For people building AI, the payoff is the LLM section. The sharp claim: LLMs are fluent precisely because they offload semantics onto the human environment. The model does not need to "know" what words mean, because meaning is arbitrated by the linguistic community and the world. That relocates the Chinese Room and stochastic-parrots debate: understanding is no longer a state variable the model does or does not possess, but an outcome enacted in communication. The engineering hints are concrete. The authors suggest deliberately building environments and agent ecosystems that let systems offload to each other, and treating closed-loop robot-scientist platforms as tunable environments that sharpen a material's problem-solving. They flag a cost too: once you offload compute to a medium, you become exposed to its "agendas," and may take on as much work as you shed. That rhymes with the agent-design lesson that hidden coupling bites back. There is a measurement consequence: if part of an agent's competence lives in its environment, a bare benchmark is not measuring the agent alone.
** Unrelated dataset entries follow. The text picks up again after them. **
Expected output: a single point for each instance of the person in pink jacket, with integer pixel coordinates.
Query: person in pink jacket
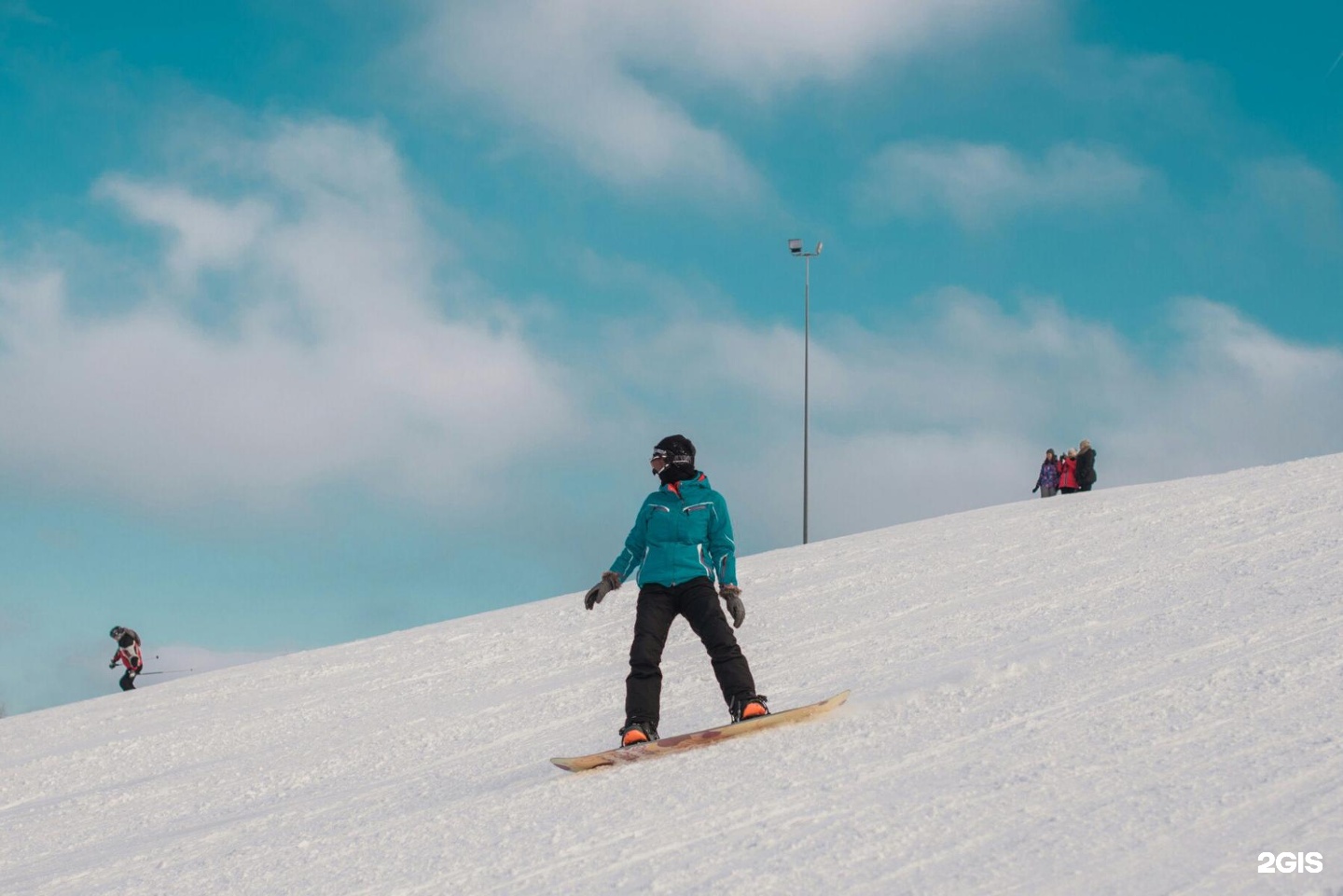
(1068, 473)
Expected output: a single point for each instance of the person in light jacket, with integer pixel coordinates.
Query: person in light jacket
(681, 542)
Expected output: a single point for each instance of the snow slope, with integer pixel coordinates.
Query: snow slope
(1135, 691)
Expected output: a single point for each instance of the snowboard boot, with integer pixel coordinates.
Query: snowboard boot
(750, 707)
(638, 732)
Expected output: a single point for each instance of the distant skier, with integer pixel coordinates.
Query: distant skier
(128, 655)
(1086, 466)
(1068, 472)
(1047, 480)
(681, 542)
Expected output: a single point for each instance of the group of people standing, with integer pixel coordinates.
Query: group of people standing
(1073, 472)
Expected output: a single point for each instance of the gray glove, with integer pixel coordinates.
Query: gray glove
(732, 594)
(610, 582)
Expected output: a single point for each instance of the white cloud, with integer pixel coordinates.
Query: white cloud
(595, 78)
(333, 363)
(982, 183)
(954, 410)
(206, 234)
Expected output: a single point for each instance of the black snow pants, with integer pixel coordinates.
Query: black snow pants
(658, 607)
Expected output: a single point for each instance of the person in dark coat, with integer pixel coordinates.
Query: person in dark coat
(1047, 481)
(1086, 466)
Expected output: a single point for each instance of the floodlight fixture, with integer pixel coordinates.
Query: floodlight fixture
(796, 247)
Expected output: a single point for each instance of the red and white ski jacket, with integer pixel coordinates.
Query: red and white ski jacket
(129, 655)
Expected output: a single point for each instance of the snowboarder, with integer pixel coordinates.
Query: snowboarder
(681, 542)
(128, 655)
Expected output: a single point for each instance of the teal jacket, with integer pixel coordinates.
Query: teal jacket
(683, 532)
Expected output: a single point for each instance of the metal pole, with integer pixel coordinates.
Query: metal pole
(806, 389)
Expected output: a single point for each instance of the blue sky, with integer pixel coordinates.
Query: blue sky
(323, 323)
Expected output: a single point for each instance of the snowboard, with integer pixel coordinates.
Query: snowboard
(622, 755)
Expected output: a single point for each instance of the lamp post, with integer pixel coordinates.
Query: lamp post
(798, 252)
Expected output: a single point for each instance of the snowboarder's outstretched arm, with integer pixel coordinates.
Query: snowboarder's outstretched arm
(635, 545)
(722, 545)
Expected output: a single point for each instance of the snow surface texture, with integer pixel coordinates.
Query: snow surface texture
(1134, 691)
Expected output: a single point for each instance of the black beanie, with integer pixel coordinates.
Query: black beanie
(680, 456)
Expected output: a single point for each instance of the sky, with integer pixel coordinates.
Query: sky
(1148, 707)
(320, 323)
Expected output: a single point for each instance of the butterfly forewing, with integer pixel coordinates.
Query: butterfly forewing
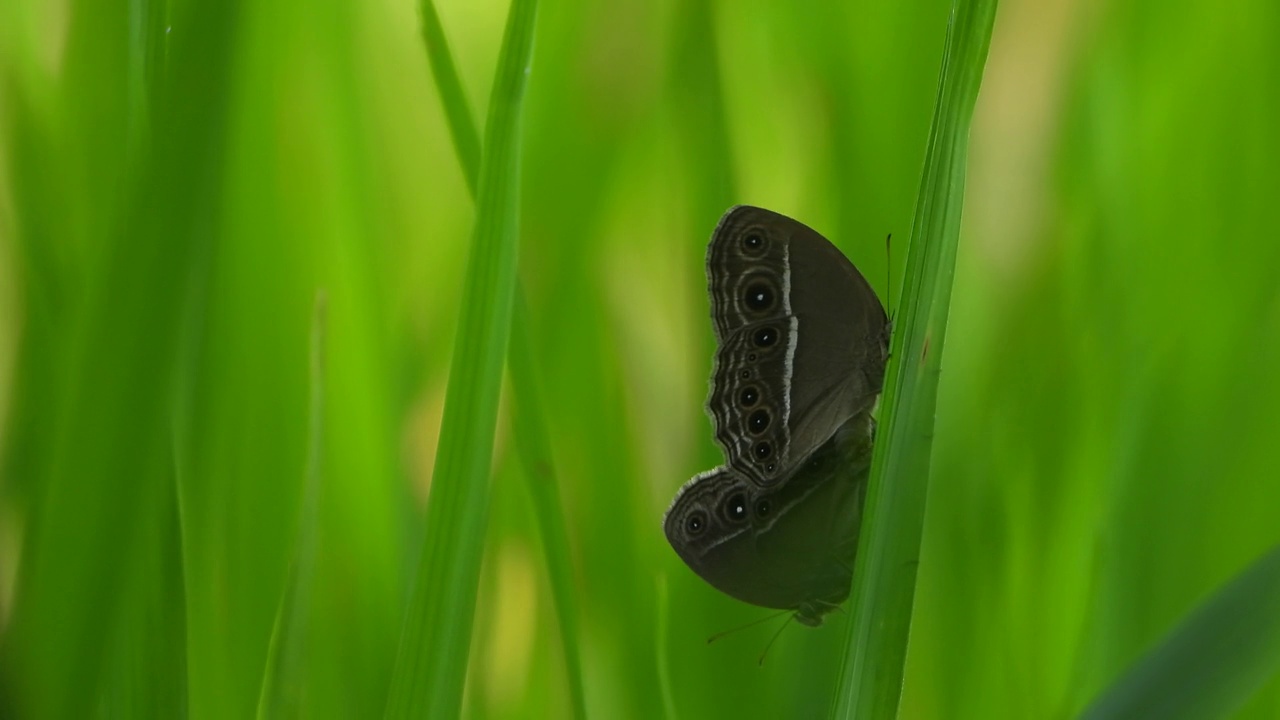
(803, 341)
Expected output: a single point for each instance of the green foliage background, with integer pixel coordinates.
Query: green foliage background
(179, 182)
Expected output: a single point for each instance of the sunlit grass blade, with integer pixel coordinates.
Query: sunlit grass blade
(885, 579)
(462, 127)
(283, 678)
(528, 420)
(1214, 661)
(432, 664)
(97, 623)
(535, 454)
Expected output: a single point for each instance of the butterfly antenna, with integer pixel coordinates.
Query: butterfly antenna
(775, 638)
(752, 624)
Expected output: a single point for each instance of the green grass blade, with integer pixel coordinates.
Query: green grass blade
(462, 127)
(432, 662)
(284, 674)
(535, 452)
(528, 420)
(1214, 661)
(885, 580)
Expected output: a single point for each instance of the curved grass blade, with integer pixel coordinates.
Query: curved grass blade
(883, 588)
(432, 664)
(286, 657)
(1214, 661)
(528, 418)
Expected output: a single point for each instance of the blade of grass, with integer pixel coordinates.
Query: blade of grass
(286, 657)
(534, 446)
(1214, 661)
(528, 420)
(871, 677)
(432, 664)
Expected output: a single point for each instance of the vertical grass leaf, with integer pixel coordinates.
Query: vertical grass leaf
(874, 655)
(430, 666)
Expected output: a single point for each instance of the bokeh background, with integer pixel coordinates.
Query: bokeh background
(1106, 446)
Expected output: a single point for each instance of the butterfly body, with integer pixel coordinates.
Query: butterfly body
(800, 360)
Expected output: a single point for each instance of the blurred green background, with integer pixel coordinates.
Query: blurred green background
(178, 183)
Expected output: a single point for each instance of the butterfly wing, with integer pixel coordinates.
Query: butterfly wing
(791, 547)
(803, 341)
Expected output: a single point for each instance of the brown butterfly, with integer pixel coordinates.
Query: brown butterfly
(803, 343)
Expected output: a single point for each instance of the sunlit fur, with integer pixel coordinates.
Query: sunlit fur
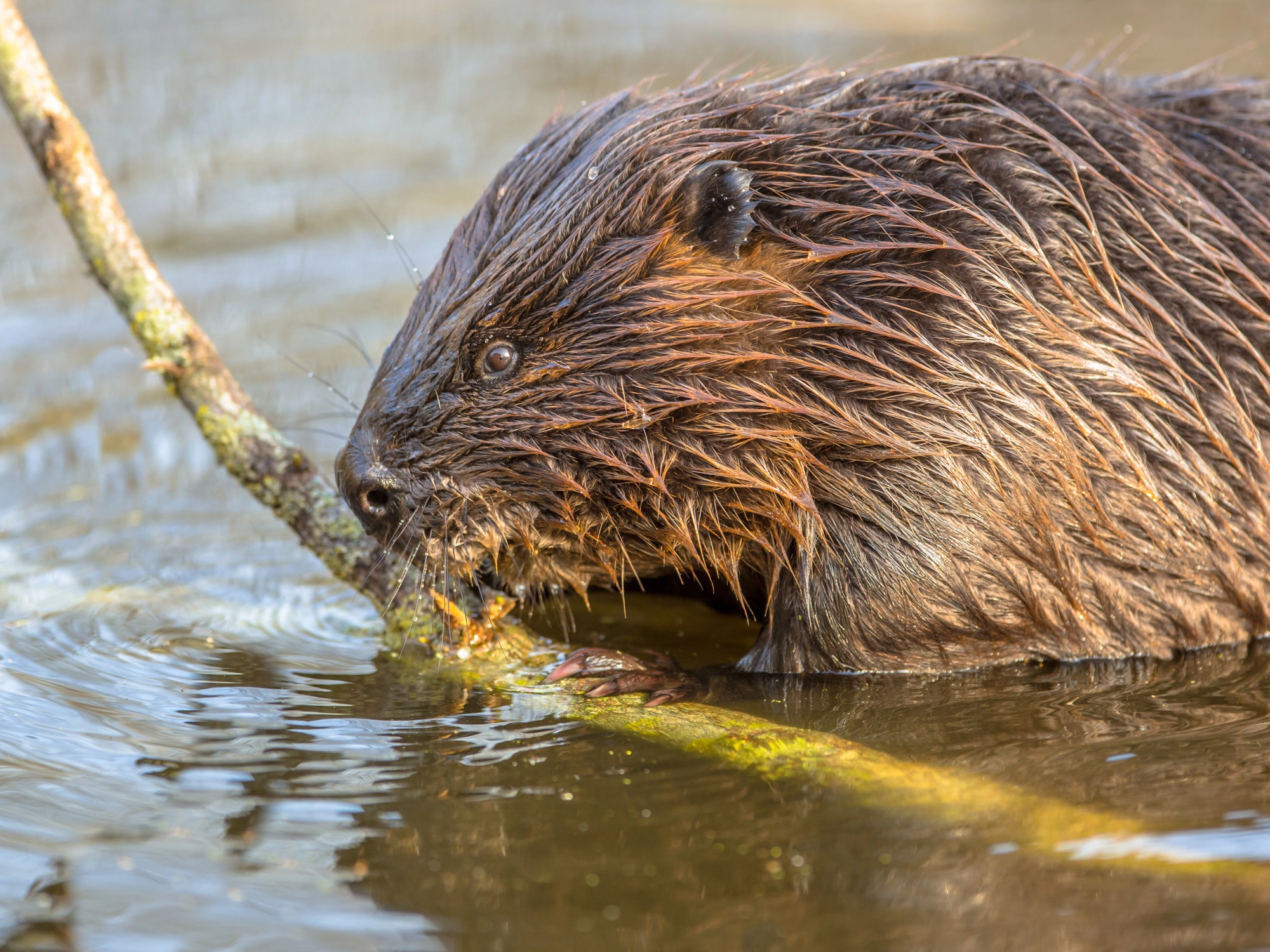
(987, 381)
The FEP, by the authors' own admission, "is not an empirical claim, but rather a principle that must be respected as a matter of logic," close to a tautology. If "offloading is universal" follows from something close to a tautology, its explanatory and predictive power is thin; the paper concedes "a general theory of the maintenance of boundary stability does not yet exist," and how any particular system persists is empirical. The move that the environment is itself an agent risks diluting cognition and agency to the point of vacuity: footnote 7 admits that even rocks and mountains undergo morphogenesis and decay. If everything computes and everything offloads, what would count as a counterexample is a real question. The quantum scaffolding is heavy machinery for a conclusion that likely follows from much weaker premises, and a skeptic can read it as borrowed rigor. The LLM section relocates "understanding" to "enacted pragmatic outcome" more than it resolves the original debate, and whether that is progress is itself contested (the paper cites both sides). The engineering extrapolations (hemisphere grafts for IQ, biobot offloading) are speculative, and this is an unreviewed preprint. No falsifiable experiments are proposed for the AI-relevant claims specifically.